Optimal power source sizing and energy management strategies are crucial in the problem of component sizing for hybrid electric vehicles fuel cell. Ensuring cost-effective sizing while meeting power demand necessitates consideration of these factors as well, thereby ensuring a good driving range, reduced energy-loss and consumption, and minimal degradation of fuel cells and batteries for hybrid power sources. The purpose of this work concerns the sizing and the modelling of a power source utilized in a fuel cell hybrid vehicle, the principal source of energy is a Proton Exchange Membrane Fuel Cell, while an Ultra-Capacitor bank serves as an auxiliary source. The sizing algorithm initiates by computing the power demand, which is determined by the mechanical characteristics of the vehicle. This calculation involves considering the instantaneous speed of the chosen drive cycle and the instantaneous road gradient.
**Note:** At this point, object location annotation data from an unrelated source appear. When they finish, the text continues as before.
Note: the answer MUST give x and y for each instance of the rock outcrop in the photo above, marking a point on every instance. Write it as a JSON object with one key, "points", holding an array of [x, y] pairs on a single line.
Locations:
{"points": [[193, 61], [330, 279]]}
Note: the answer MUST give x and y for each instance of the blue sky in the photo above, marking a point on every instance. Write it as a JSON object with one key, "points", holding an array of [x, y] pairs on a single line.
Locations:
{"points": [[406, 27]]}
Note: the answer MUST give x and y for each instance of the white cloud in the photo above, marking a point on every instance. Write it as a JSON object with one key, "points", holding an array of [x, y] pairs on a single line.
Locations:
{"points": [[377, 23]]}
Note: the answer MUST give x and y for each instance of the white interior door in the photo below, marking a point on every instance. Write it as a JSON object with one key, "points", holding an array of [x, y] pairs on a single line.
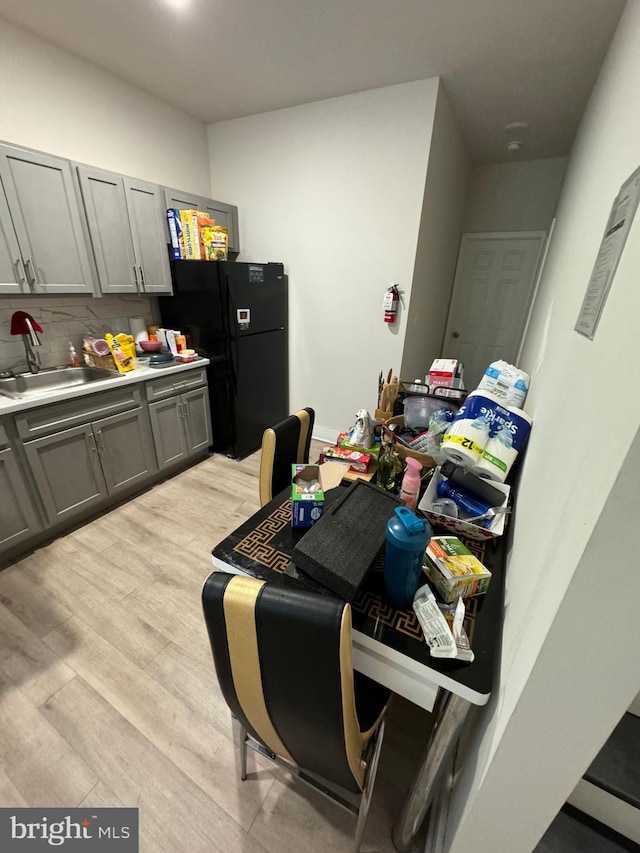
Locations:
{"points": [[492, 292]]}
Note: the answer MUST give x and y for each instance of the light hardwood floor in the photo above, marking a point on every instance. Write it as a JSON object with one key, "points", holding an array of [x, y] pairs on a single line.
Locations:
{"points": [[108, 695]]}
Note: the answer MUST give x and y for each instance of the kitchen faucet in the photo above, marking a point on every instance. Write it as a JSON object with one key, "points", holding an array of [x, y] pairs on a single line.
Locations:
{"points": [[24, 324]]}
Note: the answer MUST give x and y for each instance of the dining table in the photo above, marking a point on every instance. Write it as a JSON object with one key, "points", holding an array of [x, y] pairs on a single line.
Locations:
{"points": [[388, 643]]}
Subsequently, the algorithm proceeds to determine the mechanical power needed by the motor. In this article, a frequency splitting approach is employed to determine the power distribution between the SC and the fuel-cell for Worldwide Harmonised Light Vehicles Test Procedure (WLTP) driving cycles. The fuel cell operates effectively at low frequencies, whereas the supercapacitor provides power at high frequencies. The efficiencies of every power transformer, including the motor, gearbox, differential, and DC-DC converters, are considered in our work. The data analysis is conducted using the MATLAB software environment. The obtained results demonstrated that the approach outlined in this research article offers a more efficient sizing and energy management between sources in terms of simplicity and adherence to operational conditions of the fuel cell and supercapacitor.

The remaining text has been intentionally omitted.